BOCAGE
Dans l'imagination d'un monde citadin qui a perdu tout contact avec la campagne réelle, le bocage est l'écho domestiqué de la "Nature" (divinisée, avec N majuscule). En tant que réalité, il est accaparé soit par des spécialistes (écologistes, naturalistes, "paysagistes"), soit par des politiciens ("écolos"). Il en résulte qu'il est très mal compris dans sa dimension géohistorique.
1. Histoire du mot. D'origine normande en français (qui, selon ses lois propres, aurait bochage, cf le bouchage médiéval), issu de boscus : buisson, taillis, il s'applique en français littéraire à un paysage ouvert piqueté de boqueteaux. C'est une variante évoluée du saltus latin, en voie de nettoyage et d'humanisation, voire totalement humanisé dans les pastorales du XVI° et du XVII° siècle (L'Astrée). A l'époque contemporaine, les géographes ont largement imposé un sens précisé : paysage enclos de haies en réseau.
2. En Auvergne le bocage a été soit une formation agro - végétale étroitement circonscrite, soit (surtout) un intrus tardif (même en Bourbonnais !). Le tableau diversifié qu'il présente dans notre région aide à comprendre à la fois le passage d'un sens français à l'autre et sa chronologie, ses tenants et aboutissants agraires (socio-économiques).
- Dans les vallées enfoncées et relativement larges, sur les grands versants utilisables dévalant des plateaux, on observe un bocage arboré dominé par le frêne, avec parfois quelques autres arbres (chêne, hêtre). Il est souvent en dessous d'une ceinture de bois conservés (Cantal, Velay). Il donne l'impression d'un éclaircissement de l'ancienne forêt, suivi d'une régularisation et de sélection (restreinte) des espèces d'arbres les plus directement utilisables. Il est manifestement l'oeuvre de la société paysanne locale.
- Le bocage de haies est :
précoce dans ses origines, diamétralement différent de sa fonction actuelle et de ses localisations habituelles à nos yeux : il entourait les champs permanents pour les protéger des troupeaux vaguant sur les jachères et communaux et il serrait de près les villages. Souvent, il a été partagé et repartagé, on le voit sur les cartes réduit à de petites parcelles (qui ne sont plus labourées). Ces aspects sont encore très fréquents dans la France centrale dans laquelle s'inscrit notre région.

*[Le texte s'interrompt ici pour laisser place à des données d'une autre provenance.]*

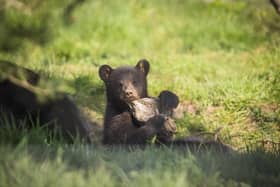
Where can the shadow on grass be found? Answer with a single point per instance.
(254, 167)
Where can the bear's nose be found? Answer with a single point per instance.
(128, 93)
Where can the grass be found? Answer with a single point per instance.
(220, 56)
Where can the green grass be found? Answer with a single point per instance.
(221, 56)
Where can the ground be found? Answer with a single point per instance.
(220, 57)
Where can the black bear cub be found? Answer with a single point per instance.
(123, 85)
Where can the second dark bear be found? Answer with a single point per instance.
(125, 84)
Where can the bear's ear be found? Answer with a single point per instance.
(144, 66)
(104, 72)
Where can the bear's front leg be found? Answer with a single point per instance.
(121, 130)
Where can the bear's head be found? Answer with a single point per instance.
(126, 83)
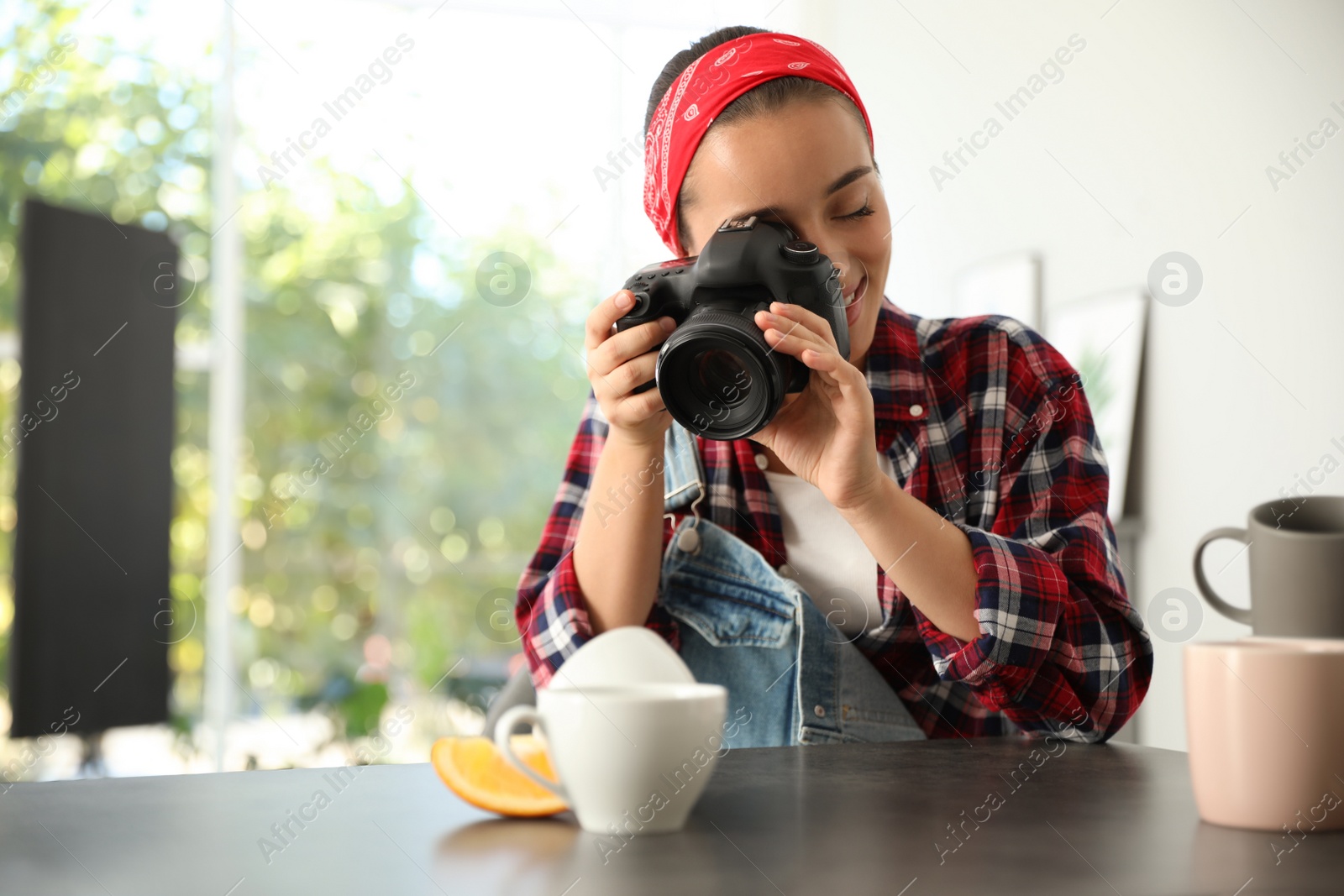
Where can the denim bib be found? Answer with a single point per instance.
(792, 674)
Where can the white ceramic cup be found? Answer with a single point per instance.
(1265, 721)
(631, 758)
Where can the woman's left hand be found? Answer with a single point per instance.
(826, 434)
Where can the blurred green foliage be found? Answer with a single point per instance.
(370, 571)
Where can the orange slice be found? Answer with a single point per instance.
(474, 768)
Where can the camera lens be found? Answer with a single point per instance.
(717, 374)
(721, 375)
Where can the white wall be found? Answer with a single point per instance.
(1168, 118)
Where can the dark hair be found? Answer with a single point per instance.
(759, 101)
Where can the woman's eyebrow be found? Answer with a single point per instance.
(840, 183)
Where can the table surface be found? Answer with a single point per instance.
(844, 819)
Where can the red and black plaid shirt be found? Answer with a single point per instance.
(987, 423)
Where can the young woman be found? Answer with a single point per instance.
(917, 546)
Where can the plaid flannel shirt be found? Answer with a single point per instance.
(987, 423)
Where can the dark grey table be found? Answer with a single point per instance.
(857, 819)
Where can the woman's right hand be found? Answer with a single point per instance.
(617, 362)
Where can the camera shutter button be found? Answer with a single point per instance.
(800, 251)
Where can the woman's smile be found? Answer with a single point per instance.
(855, 309)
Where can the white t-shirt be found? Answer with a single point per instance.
(826, 555)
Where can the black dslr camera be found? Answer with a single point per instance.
(717, 374)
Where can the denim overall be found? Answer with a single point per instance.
(759, 634)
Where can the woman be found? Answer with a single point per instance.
(917, 546)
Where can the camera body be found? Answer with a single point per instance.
(717, 374)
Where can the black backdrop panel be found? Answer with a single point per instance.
(93, 432)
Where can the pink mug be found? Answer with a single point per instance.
(1265, 721)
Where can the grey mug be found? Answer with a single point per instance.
(1296, 551)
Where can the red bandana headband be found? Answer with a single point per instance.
(703, 90)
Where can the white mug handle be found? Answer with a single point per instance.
(504, 730)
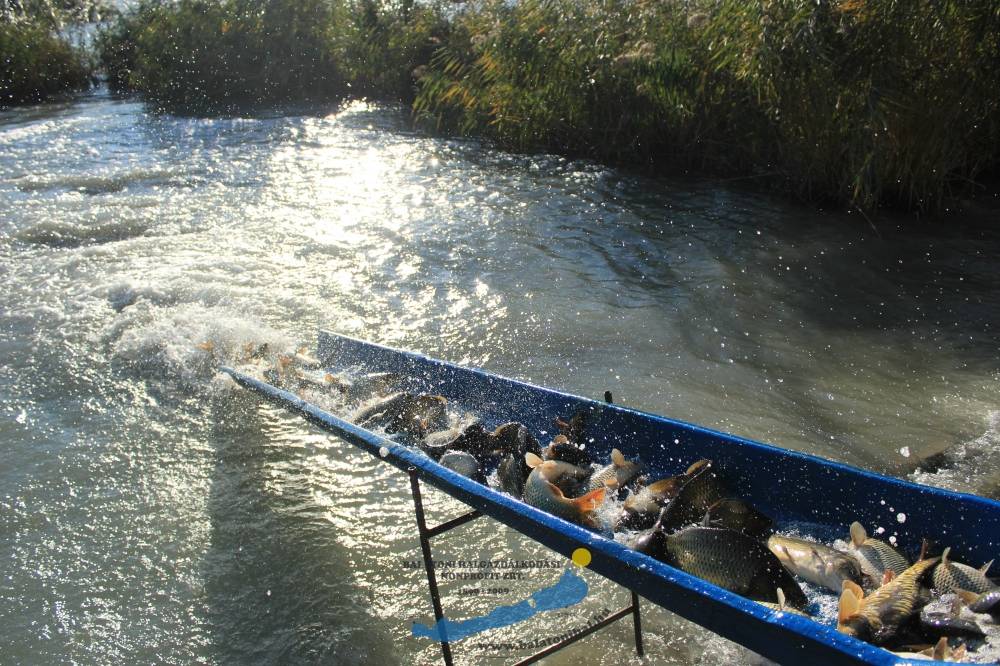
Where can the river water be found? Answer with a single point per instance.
(151, 513)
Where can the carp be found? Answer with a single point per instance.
(541, 491)
(725, 558)
(938, 652)
(702, 488)
(736, 514)
(874, 556)
(474, 440)
(950, 576)
(463, 463)
(937, 624)
(642, 507)
(877, 618)
(615, 475)
(413, 414)
(563, 449)
(815, 563)
(781, 606)
(988, 602)
(514, 442)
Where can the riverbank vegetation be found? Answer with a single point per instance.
(860, 102)
(207, 56)
(37, 59)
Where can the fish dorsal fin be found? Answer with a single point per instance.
(956, 606)
(556, 490)
(697, 466)
(925, 545)
(966, 596)
(848, 607)
(858, 534)
(855, 589)
(941, 650)
(591, 500)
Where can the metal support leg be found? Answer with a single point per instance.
(637, 624)
(425, 546)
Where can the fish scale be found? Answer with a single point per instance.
(949, 576)
(887, 608)
(732, 561)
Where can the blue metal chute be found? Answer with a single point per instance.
(788, 486)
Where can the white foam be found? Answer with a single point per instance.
(972, 467)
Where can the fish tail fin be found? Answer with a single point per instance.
(967, 596)
(940, 649)
(854, 589)
(925, 546)
(591, 500)
(956, 606)
(697, 466)
(858, 534)
(848, 607)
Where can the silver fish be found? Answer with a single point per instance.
(878, 617)
(615, 475)
(988, 602)
(730, 560)
(950, 576)
(541, 492)
(815, 563)
(875, 556)
(462, 463)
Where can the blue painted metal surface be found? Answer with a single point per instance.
(786, 485)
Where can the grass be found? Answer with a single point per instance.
(220, 56)
(856, 101)
(36, 60)
(860, 102)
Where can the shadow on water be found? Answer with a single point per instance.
(279, 587)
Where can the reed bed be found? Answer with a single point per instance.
(859, 102)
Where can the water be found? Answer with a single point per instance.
(149, 513)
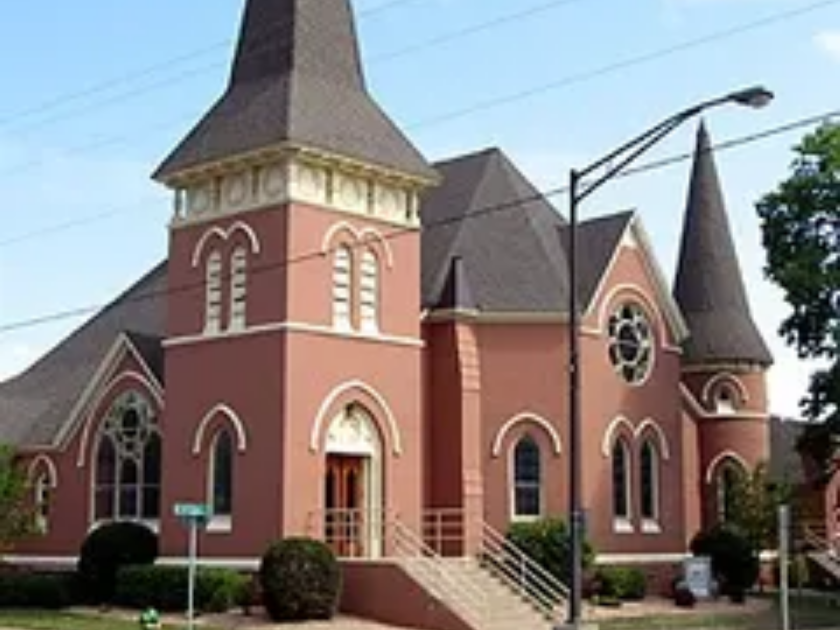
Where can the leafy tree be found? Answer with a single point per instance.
(800, 223)
(755, 507)
(17, 515)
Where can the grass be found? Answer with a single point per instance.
(54, 620)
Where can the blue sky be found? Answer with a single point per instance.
(97, 92)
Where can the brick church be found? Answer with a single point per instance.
(346, 334)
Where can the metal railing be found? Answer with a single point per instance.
(445, 531)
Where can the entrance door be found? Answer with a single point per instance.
(345, 502)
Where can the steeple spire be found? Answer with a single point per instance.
(709, 287)
(297, 82)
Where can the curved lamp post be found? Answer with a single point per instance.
(612, 164)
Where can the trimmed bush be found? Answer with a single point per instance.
(25, 589)
(165, 588)
(735, 564)
(548, 543)
(107, 549)
(300, 580)
(625, 583)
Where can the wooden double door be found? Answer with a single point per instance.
(346, 500)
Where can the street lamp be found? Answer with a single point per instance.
(613, 164)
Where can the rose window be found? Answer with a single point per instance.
(631, 343)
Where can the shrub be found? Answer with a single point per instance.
(107, 549)
(548, 543)
(36, 590)
(626, 583)
(300, 580)
(683, 597)
(735, 564)
(165, 588)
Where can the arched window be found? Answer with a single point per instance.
(649, 481)
(369, 292)
(221, 475)
(128, 462)
(43, 488)
(238, 288)
(728, 480)
(527, 479)
(621, 482)
(213, 297)
(342, 280)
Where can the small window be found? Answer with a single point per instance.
(342, 279)
(238, 288)
(649, 481)
(43, 488)
(369, 292)
(527, 474)
(621, 481)
(221, 475)
(213, 306)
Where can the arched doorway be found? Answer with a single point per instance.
(353, 484)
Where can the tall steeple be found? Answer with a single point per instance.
(296, 83)
(709, 287)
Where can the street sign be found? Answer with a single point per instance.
(195, 511)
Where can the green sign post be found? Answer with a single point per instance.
(195, 516)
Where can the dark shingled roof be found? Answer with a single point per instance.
(35, 406)
(297, 78)
(511, 252)
(709, 287)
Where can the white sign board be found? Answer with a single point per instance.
(697, 573)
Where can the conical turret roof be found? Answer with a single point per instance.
(709, 287)
(297, 78)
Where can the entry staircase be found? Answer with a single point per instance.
(820, 550)
(495, 587)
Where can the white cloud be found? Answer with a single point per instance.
(829, 43)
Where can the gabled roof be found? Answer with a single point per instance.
(297, 78)
(35, 405)
(509, 238)
(709, 287)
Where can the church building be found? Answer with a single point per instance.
(346, 340)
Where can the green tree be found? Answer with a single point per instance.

tardif dans sa généralisation : il commence à s'étendre autour des domaines importants au cours de la Reconstruction des Campagnes, mais surtout après 1750 et au XIX° siècle. Après 1860 (traités de libre-échange), la crise céréalière et le désengagement de l'aristocratie rurale développent un bocage plébéien ou bocage terminal à mailles serrées, reprenant le parcellaire morcelé des anciens champs, convertis en herbages. Dans les grandes exploitations subsistantes, le bocage s'éclaircit au contraire par l'élargissement des grandes parcelles de culture (fourragère souvent) et de prairies (le plus souvent permanentes). Le bocage s'installe aussi sur les communaux partagés, où il se reconnaît par ses formes géométriques. Mais il ne s'étend pas toujours sur les bombements pauvres en sol ne pouvant donner que des pacages maigres.3. Actuellement, la "destruction du bocage" est un cliché médiatique, peut-être valable dans une partie du Massif Armoricain et de l'Ouest du Bassin Parisien, mais très exagéré en France médiane. On note les évolutions suivantes : - Les arbres ne sont plus taillés, ils deviennent énormes et nuisent aux prés qu'ils entourent .
- Il arrive que les haies soient moins régulièrement taillées. Mais, quand on connaît la diminution massive du nombre d'agriculteurs bourbonnais et la religion de "l'économie de travail" qu'on inculque systématiquement dans les écoles d'agriculture, on ne peut qu'être admiratif de voir que le bocage de la bordure nord du Massif Central reste bien entretenu.
- Un élément discriminatif important, quoique trop souvent négligé, est la présence d'arbres dans les prés enclos , soit en ligne (trace de chemins anciens), soit épars (trace de boqueteaux disparus).